Below the image, the text read Les Terribles. The Terrible Ones.

I knew that phrase. I’d heard it in my dreams, but I’d also seen it once before. Help! Paloma’s email had begun. And then it had gone on to describe being kidnapped, having her memory erased, and nightmarish creatures she had called the Terrible Ones.

A wave of disgust washed over me, though I couldn’t say exactly why, and I took a step back from the book.

I didn’t want to be in this space anymore.

It felt toxic, spoiled somehow. Satisfied this was what I meant to find, I started from the room, but then stopped and turned around slowly.

Something had caught my eye. There was something else on the altar, wasn’t there?

Among the carved wooden figures and the candles was something I’d passed over initially.

Since discovering who I was, I had been focusing solely on Charles and the code.

I’d all but forgotten about the relic, had thought it was no more than a red herring, but there it was, sitting on the altar between a bundle of foul-smelling dried herbs and a statue of what might be Anubis.

It was much smaller than I imagined it would be, only a bit bigger than the palm of my hand, and where I had imagined graceful figures, the thirteen bodies were twisted, distorted, with holes for eyes, large, terrible sunken things.

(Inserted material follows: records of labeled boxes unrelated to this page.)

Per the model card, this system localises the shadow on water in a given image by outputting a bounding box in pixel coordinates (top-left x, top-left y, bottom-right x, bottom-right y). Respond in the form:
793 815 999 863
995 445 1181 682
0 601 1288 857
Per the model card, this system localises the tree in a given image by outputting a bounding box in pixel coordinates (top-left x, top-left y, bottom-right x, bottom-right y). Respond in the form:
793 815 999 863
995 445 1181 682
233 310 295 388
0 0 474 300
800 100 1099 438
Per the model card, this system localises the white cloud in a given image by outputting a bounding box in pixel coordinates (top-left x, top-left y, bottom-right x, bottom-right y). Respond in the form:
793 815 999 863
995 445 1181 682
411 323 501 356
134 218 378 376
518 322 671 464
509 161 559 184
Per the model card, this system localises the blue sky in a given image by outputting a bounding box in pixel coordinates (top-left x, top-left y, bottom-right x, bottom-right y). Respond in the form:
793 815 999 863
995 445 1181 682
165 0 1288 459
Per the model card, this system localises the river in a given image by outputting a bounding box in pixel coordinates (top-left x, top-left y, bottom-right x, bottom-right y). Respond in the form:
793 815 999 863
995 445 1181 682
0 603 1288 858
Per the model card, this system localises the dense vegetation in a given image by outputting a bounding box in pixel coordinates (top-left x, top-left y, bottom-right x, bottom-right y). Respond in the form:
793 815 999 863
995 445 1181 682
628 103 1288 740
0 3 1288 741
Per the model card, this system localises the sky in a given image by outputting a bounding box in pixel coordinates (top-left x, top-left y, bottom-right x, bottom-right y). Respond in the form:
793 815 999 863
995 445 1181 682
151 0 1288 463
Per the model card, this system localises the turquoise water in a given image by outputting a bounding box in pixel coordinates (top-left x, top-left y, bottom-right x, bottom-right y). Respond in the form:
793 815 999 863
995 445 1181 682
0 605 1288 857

In the center was Janus, but it was also something else, wasn’t it?

It had two faces, but it also bore horns, and it had a hostile wickedness to it that made me finally certain that whatever magic or science was practiced at Hildegard, there was some arm of it that bled fiercely into the occult.

Time was running out—I’d been in that room far too long already—but I was now faced with a dilemma.

Take it with me and risk angering whosever space this was, or leave it and assume it held no deeper importance?

A beat and then it was decided. I slipped it in my pocket, bolted from the room, and locked the door behind me.